Christine SINGER souhaite défendre les retraités face à la hausse de la CSG

Candidate aux élections législatives sur la 3ème circonscription de la Moselle, accompagnée de mon suppléant Damien Portolano, je souhaite défendre les 60 % de retraités qui risquent de subir dès 2018 une baisse sensible de leur pouvoir d’achat si le Président de la République, Emmanuel Macron, décide d’augmenter la CSG.

La hausse de 1,7 point de CSG prévue dans le projet du nouveau président de la République concernerait les retraités gagnant plus de 14.375 euros par an (soit quelque 1200 eur par mois).
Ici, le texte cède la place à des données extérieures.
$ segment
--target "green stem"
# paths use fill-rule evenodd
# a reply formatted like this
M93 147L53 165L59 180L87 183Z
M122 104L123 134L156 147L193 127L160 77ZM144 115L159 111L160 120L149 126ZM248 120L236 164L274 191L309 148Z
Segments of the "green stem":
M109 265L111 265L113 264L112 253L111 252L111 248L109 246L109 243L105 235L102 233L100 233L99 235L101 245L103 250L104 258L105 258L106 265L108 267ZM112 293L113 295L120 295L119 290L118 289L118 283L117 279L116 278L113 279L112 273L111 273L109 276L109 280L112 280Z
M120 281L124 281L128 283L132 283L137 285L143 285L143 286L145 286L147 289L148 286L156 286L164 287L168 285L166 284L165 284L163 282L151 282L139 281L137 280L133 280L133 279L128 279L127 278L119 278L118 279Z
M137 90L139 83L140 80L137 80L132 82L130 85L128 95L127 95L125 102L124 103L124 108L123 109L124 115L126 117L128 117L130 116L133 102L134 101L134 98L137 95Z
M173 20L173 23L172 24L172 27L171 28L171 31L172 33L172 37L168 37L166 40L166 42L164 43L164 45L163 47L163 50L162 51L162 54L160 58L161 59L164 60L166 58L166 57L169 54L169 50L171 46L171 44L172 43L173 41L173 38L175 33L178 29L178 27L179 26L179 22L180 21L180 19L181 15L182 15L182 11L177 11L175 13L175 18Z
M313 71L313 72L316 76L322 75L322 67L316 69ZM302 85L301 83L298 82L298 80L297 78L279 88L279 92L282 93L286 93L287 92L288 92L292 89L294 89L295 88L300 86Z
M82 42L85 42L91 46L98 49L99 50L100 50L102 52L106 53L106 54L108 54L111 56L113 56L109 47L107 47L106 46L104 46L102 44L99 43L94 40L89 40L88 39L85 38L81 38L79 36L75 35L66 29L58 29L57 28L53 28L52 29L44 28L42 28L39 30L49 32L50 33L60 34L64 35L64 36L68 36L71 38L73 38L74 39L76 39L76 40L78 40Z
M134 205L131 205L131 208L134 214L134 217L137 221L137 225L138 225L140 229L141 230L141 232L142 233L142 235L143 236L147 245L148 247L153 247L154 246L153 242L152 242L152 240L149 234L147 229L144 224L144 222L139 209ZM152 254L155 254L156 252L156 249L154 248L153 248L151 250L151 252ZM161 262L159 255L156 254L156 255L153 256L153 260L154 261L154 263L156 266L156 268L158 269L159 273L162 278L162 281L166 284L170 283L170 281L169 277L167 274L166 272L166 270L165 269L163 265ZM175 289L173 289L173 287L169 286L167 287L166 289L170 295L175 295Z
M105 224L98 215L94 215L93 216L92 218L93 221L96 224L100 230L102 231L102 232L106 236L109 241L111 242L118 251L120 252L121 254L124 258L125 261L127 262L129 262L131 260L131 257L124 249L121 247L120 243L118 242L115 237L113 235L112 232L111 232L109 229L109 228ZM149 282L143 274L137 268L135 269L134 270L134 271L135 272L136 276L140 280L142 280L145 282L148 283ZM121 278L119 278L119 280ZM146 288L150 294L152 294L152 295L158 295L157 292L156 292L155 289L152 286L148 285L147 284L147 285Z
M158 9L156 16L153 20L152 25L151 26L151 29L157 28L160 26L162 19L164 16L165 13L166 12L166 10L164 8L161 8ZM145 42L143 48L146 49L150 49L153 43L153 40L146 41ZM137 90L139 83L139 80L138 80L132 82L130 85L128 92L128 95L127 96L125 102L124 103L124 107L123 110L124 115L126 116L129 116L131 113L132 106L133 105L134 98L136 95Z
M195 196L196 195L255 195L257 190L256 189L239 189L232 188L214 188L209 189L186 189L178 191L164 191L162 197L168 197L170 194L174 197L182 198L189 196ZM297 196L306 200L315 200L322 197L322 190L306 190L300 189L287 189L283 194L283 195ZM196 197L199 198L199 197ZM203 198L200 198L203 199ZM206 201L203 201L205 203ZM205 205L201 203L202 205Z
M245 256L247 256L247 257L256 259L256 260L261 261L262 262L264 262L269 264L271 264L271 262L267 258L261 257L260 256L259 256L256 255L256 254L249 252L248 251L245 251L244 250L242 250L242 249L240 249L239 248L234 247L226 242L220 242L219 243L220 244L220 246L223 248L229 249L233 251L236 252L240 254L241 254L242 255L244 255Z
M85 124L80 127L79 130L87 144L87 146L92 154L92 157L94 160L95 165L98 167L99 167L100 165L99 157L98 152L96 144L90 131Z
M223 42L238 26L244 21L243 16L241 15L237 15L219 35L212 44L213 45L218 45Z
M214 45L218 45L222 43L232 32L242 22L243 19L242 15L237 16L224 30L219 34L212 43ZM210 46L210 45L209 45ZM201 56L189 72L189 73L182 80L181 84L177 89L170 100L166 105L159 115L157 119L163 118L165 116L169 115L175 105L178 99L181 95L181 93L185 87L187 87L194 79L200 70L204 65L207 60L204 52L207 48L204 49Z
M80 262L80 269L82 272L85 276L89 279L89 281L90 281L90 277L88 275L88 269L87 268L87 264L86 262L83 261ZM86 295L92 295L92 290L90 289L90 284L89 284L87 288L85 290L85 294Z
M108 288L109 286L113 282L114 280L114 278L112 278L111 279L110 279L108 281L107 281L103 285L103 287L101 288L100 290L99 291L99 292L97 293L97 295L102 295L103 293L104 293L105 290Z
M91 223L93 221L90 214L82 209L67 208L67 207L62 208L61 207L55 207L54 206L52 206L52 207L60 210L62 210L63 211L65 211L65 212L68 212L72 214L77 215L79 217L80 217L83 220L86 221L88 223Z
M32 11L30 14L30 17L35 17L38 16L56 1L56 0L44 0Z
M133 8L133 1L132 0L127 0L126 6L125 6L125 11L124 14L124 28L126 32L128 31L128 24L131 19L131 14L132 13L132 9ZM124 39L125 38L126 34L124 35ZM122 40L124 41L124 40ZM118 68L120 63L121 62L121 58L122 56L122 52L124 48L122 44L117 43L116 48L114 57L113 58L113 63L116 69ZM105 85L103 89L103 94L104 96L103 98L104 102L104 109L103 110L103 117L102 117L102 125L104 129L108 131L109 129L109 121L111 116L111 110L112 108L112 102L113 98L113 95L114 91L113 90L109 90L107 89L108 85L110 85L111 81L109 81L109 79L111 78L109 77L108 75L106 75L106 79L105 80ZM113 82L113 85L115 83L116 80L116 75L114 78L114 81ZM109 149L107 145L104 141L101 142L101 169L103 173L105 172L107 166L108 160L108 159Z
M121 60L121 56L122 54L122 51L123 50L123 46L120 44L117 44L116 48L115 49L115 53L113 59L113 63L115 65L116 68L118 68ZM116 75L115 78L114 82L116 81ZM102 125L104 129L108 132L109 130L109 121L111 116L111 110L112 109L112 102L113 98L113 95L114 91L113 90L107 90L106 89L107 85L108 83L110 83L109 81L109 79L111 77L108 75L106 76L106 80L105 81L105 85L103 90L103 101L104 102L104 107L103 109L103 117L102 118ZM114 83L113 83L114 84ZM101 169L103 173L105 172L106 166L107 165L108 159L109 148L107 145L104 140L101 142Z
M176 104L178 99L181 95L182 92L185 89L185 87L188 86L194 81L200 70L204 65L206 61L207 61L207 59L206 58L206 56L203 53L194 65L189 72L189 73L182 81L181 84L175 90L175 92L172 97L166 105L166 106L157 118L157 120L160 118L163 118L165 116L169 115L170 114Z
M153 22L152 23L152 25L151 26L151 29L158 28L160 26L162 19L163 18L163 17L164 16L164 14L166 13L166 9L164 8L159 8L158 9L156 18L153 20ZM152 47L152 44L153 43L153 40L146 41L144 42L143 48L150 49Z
Selon le programme d’En Marche, la hausse de la CSG ne concernera pas les retraités qui bénéficient actuellement d’une exonération de CSG (voir les plafonds) ou d’un taux réduit (les « petites retraites »). Les retraités qui payent le taux réduit de 3,8 % devraient donc continuer à payer la CSG au même taux, tandis que les retraités exonérés continueraient à ne pas verser cet impôt.

En revanche, les retraités actuellement soumis au taux de 6,6 % verront ce pourcentage augmenter, pour passer à 8,3 %, soit une hausse de 1,7 point. Il s’agit bien du revenu fiscal de référence et non de la pension elle-même : par ce biais, les retraités qui ont épargné en vue d’assurer leurs vieux jours sont aussi taxés sur leur épargne – qui n’échappe pas, en outre, à la hausse de 1,7 point de CSG. Environ 60 % des retraités devraient être concernés par cette augmentation.

Je m’adresse aujourd’hui aux retraités et aux familles des retraités que je rencontre tous les jours. Quand on a travaillé dur toute sa vie pour obtenir peut-être une maison, un petit bout de jardin, lorsqu’on a mis de côté un peu d’épargne quand c’était possible et le plus souvent très peu de choses car la vie n’a pas toujours été facile, comment peut-on encore demander aux retraités de faire des efforts supplémentaires ? Certes, cette hausse n’est pas spécifique aux retraités et concernera aussi les actifs ; mais pour ceux-ci, du moins, elle serait compensée par la suppression des cotisations salariales.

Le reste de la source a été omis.